Broker-dealers aren't the only group to recognize the opportunity. Many retirement-focused aggregator firms, which acquire advisory shops specialized in the 401(k) market, are aggressively building out their wealth management capabilities. Record-keepers are building out financial-wellness services to address participants' financial issues, in some cases giving them the opportunity to buy in-house retail products like insurance. And, in a sign of the times, a private-equity firm bought 401(k)-focused managed account provider Financial Engines for $3 billion last year and merged it with Edelman Financial Services, a retail advisory firm.
The result will be fewer rollovers from 401(k) plans to retail accounts as more investors keep their money in plan or with the 401(k) adviser, Mr. Darian said. That's significant because in the past, a rollover event is historically where many brokers and advisers have gotten new business.
While executives see the opportunity, they concede that firms haven't yet succeeded in capitalizing.
Jon Anderson, head of retirement plan solutions at Cetera Financial Group, said he was recently addressing a room of 150 401(k) investors, all making roughly $150,000-$200,000, and asked how many had ever been contacted by their plan's 401(k) adviser.
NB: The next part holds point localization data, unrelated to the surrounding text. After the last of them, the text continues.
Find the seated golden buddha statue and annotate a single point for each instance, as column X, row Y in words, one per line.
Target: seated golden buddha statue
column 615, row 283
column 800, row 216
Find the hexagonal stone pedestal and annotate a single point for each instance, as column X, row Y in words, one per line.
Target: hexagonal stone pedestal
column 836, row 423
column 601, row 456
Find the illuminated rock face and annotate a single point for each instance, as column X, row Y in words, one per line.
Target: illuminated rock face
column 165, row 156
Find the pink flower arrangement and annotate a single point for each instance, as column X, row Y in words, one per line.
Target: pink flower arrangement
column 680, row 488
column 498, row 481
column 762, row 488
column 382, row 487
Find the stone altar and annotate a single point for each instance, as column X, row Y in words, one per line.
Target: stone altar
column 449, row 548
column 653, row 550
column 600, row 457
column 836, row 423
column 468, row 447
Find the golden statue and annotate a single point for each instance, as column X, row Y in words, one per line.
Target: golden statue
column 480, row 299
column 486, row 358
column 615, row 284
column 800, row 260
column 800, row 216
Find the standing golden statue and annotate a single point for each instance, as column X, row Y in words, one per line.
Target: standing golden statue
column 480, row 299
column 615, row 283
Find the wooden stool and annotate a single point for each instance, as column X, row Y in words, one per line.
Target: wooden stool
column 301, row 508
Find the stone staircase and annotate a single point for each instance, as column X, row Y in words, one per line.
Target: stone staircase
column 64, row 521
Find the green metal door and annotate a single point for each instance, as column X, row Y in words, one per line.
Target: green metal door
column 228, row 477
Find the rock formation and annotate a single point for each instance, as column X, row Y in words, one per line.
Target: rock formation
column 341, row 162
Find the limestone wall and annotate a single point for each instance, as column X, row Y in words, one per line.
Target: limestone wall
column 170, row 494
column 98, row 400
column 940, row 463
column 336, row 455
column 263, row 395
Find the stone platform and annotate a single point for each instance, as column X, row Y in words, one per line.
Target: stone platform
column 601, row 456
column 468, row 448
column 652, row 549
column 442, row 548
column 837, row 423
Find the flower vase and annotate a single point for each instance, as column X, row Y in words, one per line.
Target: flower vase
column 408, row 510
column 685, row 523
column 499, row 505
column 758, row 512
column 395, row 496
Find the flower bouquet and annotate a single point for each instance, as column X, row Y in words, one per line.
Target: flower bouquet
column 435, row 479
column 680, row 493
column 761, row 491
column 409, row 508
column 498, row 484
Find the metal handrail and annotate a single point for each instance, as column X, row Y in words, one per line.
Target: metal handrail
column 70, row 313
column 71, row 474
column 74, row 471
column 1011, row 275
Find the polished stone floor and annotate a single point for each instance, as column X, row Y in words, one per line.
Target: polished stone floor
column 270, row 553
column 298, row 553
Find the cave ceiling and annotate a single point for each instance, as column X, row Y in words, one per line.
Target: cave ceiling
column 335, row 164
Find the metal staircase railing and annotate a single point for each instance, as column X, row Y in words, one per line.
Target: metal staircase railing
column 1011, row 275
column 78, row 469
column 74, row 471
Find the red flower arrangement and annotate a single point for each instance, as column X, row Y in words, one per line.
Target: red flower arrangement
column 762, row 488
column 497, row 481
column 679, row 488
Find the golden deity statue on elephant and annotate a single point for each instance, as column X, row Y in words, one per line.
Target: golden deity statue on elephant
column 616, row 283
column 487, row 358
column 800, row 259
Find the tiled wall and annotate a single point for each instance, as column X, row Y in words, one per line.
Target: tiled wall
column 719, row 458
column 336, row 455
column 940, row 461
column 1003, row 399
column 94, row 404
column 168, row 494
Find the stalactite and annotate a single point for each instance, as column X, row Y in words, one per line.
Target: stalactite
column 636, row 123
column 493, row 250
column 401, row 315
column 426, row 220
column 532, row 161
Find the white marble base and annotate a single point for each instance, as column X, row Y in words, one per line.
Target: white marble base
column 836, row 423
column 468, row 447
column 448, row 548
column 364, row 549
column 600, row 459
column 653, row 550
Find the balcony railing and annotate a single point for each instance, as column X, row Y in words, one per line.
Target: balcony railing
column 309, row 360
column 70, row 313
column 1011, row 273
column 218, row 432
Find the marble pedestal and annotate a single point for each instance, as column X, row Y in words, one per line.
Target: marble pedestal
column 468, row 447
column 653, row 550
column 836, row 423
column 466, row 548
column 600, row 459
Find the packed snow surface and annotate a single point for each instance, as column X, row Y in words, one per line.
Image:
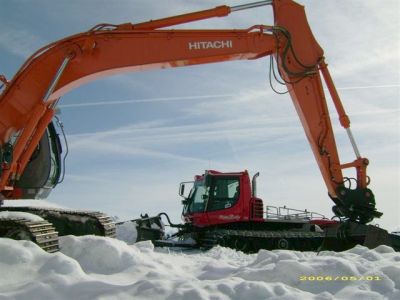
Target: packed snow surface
column 93, row 267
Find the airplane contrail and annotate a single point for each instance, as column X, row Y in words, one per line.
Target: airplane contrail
column 182, row 98
column 179, row 98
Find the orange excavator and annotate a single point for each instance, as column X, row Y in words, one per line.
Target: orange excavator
column 31, row 163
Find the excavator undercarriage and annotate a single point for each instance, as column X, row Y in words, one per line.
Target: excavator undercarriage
column 56, row 222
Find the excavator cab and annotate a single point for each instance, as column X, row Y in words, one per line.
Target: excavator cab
column 43, row 171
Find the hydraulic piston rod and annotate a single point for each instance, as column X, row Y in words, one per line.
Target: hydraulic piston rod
column 250, row 5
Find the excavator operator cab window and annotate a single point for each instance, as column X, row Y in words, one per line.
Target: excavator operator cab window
column 224, row 193
column 198, row 196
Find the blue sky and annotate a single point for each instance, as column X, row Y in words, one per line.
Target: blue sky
column 134, row 137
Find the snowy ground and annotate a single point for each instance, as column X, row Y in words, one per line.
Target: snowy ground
column 104, row 268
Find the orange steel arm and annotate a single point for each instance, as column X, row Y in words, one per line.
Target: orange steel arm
column 27, row 104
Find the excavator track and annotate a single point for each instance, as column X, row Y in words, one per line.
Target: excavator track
column 72, row 222
column 41, row 233
column 253, row 240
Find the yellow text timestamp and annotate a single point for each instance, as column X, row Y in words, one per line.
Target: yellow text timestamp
column 338, row 278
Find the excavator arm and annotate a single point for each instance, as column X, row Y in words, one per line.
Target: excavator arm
column 29, row 100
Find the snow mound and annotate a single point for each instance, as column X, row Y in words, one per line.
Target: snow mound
column 93, row 267
column 19, row 215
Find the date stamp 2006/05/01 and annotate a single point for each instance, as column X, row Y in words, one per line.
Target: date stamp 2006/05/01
column 338, row 278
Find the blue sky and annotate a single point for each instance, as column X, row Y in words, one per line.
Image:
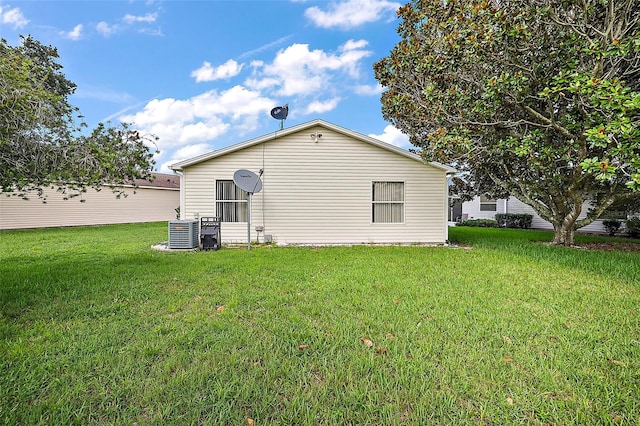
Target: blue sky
column 203, row 75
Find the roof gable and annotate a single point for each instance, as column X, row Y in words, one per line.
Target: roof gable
column 299, row 128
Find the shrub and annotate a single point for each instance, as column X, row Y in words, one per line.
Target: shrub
column 514, row 220
column 633, row 227
column 482, row 223
column 611, row 226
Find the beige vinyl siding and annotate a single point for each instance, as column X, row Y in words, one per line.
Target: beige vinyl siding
column 99, row 208
column 320, row 193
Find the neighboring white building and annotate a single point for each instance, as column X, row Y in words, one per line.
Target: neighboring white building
column 153, row 201
column 485, row 208
column 322, row 184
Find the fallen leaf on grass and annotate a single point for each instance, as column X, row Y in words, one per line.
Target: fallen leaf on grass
column 381, row 351
column 366, row 341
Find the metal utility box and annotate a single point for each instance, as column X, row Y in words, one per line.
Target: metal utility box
column 183, row 234
column 210, row 233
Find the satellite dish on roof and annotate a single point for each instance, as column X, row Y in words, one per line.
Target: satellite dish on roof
column 280, row 113
column 248, row 181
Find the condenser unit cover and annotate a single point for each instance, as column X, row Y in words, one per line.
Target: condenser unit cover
column 183, row 234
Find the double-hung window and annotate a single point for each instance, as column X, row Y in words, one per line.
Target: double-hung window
column 231, row 202
column 387, row 202
column 488, row 204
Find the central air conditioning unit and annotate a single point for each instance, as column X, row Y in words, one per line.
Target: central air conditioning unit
column 183, row 234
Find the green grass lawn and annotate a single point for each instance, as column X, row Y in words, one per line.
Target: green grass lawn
column 97, row 328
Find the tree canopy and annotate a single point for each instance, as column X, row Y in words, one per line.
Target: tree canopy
column 40, row 143
column 539, row 99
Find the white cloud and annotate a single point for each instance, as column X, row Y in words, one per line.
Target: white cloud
column 299, row 71
column 13, row 17
column 351, row 13
column 209, row 73
column 105, row 29
column 75, row 34
column 148, row 18
column 393, row 136
column 318, row 107
column 201, row 118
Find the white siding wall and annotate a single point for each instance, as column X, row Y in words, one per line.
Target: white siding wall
column 99, row 208
column 472, row 209
column 513, row 205
column 320, row 193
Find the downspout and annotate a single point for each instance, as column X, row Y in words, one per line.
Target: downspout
column 182, row 194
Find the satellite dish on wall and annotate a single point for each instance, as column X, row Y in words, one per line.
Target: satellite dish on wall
column 280, row 113
column 248, row 181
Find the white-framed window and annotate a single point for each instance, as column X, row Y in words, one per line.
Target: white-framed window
column 231, row 202
column 387, row 202
column 488, row 204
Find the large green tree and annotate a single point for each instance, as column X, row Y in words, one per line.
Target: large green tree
column 539, row 99
column 40, row 143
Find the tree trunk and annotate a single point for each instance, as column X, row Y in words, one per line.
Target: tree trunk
column 564, row 233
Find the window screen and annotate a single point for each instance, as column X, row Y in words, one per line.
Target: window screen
column 231, row 202
column 388, row 202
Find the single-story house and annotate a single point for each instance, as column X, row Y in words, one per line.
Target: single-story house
column 153, row 201
column 321, row 184
column 483, row 207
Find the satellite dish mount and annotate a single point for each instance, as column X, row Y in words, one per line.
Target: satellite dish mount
column 250, row 183
column 280, row 113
Only two raised their hands.
"I don't know exactly why that's happening, but I know it's happening at scale out there and the participants are just not getting that connection," Mr. Anderson said.
"Whoever does that best and first, I think, is going to be a leader in the marketplace," he said.
There are some challenges to tackling the issue.
One primary challenge: figuring out ways to mitigate corporate risk across thousands of advisers who may be doing retirement-plan business but most likely are not specialists. Many wirehouse and independent brokerages in recent months and years have offered options to relatively inexperienced 401(k) advisers interested in working with retirement plans; such services give responsibility for fiduciary investment management to the home office rather than the adviser to help control risk.
Scaling financial advice for all plan participants also becomes a drain on advisers' time and resources, which many executives see as a reason to implement technology as one part of the equation. Changing advisers' mindsets toward more of a long-term asset-gathering framework is also tough, they said, since 401(k) participants are not the wealthiest of clients.
"This isn't an immediate game. You need to build a pipeline of people who are going to build wealth over time," said Christina Marschinke, senior vice president, retirement partners, LPL Financial. "That's going to change and I don't think that's been the mindset of advisers two years ago, three years ago, five years ago."
Some brokerage firms have taken concrete steps to build an infrastructure to support the convergence of wealth and retirement.
David Curylo, a pension consultant at MML Investor Services, who works with the firm's roughly 9,000 advisers on retirement-plan issues, said the broker-dealer is looking at tiering advisory firms and advisers based on their book of business and recent sales to identify their quantity of retirement business.
Ultimately, the firm's goal is to have an identified retirement-plan specialist in each firm considered to be a "two-plan Tony," or one with only a handful of 401(k) plan clients.
Fred Barstein, founder and CEO of The Retirement Advisor University, said it's imperative for broker-dealers to find a way to support these advisers dabbling in the 401(k) business from the point of getting more small-business employees access to a 401(k) plan, since more experienced advisers tend to focus on larger plans.
"I think it is that wealth management adviser, the dabbler, the one who maybe doesn't have that billion-dollar book, we've got to help them, we've got to enable them," Mr. Barstein said. "They're the future."